Cities across South Africa ground to a halt on Tuesday, with workers staying home, storefronts locked up, and public buses sitting empty, as anxiety grew that planned anti-immigrant demonstrations could turn violent.
Many immigrants from other African nations chose not to go to work, and thousands more had already packed up and left ahead of a deadline imposed by the protest organizers — a cutoff by which all undocumented migrants were told to be gone.
Most foreign nationals have taken that deadline as a direct physical threat. Historically, xenophobic demonstrations in South Africa have erupted into violent attacks on immigrants and their belongings, with little regard for whether those targeted entered the country legally or not.
In both Johannesburg, the country’s main city, and the port city of Durban, witnesses reported that landlords were forcing foreign tenants out of their homes, fearing their properties would be destroyed.
Standing near a group of roughly 100 people sleeping outside on a downtown Durban street, Mabako Majole, a leader within the Congolese community, described what was happening to those around him.
“All these people, they were chased out by their landlords,” Majole said. “All these people are legal. They have documents.”
Law enforcement officers and military personnel were sent into the streets of multiple cities to try to maintain peace during the marches, which were expected to draw large numbers of mostly low-income or unemployed South Africans.
“The state has the duty and obligation to ensure that those that are demonstrating do so peacefully,” Deputy National Commissioner for Policing Tebello Mosikili said at a news conference held Monday evening.

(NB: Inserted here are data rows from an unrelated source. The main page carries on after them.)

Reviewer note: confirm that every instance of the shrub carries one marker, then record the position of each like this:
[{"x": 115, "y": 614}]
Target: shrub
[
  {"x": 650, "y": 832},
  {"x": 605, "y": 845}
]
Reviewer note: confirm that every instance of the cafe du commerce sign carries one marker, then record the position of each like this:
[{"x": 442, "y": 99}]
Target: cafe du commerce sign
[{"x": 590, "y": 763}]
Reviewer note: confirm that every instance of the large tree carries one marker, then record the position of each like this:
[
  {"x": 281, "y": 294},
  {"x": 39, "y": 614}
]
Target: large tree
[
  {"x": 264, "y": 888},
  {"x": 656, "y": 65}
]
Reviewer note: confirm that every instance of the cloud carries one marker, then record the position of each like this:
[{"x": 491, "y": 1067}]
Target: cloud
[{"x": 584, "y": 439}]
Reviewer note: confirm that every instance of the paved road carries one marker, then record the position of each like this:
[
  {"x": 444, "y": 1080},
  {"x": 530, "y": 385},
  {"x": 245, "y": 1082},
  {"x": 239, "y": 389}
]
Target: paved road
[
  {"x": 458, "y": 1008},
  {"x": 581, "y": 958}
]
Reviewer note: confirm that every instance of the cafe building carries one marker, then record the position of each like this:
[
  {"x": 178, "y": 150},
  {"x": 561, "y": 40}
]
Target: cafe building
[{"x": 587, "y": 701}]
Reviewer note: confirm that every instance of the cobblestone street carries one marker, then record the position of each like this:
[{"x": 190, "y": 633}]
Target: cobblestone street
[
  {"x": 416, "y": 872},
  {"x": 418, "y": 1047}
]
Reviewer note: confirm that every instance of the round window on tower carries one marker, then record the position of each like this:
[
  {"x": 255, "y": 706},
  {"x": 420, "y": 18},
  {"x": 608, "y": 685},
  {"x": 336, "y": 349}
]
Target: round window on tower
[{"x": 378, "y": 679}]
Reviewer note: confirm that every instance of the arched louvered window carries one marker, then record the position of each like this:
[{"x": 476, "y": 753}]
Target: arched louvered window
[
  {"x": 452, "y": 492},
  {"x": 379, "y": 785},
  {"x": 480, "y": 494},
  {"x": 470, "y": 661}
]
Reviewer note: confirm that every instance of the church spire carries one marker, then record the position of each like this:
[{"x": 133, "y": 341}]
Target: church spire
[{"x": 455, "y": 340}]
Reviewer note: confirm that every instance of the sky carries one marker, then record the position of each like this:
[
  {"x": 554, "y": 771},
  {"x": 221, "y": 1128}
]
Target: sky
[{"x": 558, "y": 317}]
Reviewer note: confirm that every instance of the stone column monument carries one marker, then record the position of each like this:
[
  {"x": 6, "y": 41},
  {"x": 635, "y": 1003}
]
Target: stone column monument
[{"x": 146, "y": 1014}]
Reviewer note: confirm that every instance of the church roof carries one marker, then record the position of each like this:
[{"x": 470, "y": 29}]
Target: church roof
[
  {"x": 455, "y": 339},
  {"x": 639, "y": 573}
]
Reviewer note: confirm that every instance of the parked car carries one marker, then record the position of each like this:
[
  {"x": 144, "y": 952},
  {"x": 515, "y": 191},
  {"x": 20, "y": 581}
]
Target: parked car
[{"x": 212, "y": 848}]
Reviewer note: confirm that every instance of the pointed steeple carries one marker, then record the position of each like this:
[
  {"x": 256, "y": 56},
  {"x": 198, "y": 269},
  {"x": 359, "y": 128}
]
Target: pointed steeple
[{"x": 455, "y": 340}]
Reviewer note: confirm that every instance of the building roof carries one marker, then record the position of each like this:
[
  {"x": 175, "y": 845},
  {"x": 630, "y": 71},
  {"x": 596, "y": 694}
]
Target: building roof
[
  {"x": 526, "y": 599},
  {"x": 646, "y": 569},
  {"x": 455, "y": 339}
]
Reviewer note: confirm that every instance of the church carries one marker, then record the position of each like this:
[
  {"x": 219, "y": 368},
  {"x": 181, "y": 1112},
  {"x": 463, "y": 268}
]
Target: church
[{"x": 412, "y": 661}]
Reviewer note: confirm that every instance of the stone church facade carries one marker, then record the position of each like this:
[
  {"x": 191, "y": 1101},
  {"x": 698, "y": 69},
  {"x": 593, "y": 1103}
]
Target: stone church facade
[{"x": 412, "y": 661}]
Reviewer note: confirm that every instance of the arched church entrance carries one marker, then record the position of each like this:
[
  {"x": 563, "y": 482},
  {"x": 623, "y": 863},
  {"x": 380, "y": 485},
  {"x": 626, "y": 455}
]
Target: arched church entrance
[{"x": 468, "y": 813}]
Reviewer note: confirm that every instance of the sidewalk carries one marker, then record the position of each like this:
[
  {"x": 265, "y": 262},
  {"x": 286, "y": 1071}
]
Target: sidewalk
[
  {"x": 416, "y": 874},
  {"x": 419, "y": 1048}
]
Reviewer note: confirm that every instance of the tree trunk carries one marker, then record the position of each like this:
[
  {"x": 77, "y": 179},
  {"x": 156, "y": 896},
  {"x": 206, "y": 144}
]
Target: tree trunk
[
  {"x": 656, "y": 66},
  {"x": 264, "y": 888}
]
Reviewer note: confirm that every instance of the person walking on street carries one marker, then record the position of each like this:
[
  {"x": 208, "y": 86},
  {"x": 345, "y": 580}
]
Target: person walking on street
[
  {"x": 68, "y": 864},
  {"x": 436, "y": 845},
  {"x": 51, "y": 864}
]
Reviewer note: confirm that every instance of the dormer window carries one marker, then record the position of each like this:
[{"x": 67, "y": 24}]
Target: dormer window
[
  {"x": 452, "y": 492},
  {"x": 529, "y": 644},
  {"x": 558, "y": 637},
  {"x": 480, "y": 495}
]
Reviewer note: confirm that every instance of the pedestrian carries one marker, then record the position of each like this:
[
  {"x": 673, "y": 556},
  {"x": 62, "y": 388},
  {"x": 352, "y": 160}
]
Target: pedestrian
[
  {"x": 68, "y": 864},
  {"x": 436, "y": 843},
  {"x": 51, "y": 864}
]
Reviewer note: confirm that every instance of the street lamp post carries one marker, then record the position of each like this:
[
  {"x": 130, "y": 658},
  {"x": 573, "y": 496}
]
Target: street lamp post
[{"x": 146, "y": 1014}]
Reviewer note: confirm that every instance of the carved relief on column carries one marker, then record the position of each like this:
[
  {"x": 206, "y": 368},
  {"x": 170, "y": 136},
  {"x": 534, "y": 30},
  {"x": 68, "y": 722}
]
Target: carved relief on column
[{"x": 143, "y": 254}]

The wave of anti-immigrant sentiment, combined with what critics describe as a failure by police to protect attack victims, has damaged South Africa’s post-Mandela image as a champion of human rights and has put a strain on its relationships with neighboring African nations.
Several politicians have voiced sympathy with the demonstrators’ concerns, even while speaking out against violent behavior.
President Cyril Ramaphosa addressed the situation in a Monday statement, acknowledging the frustrations of South Africans while drawing a firm line. “South Africans’ … deep concerns about illegal immigration … are real and they deserve to be heard,” he said. “But the right to protest … does not allow people to threaten or intimidate others, or to engage in acts of vandalism or violence.”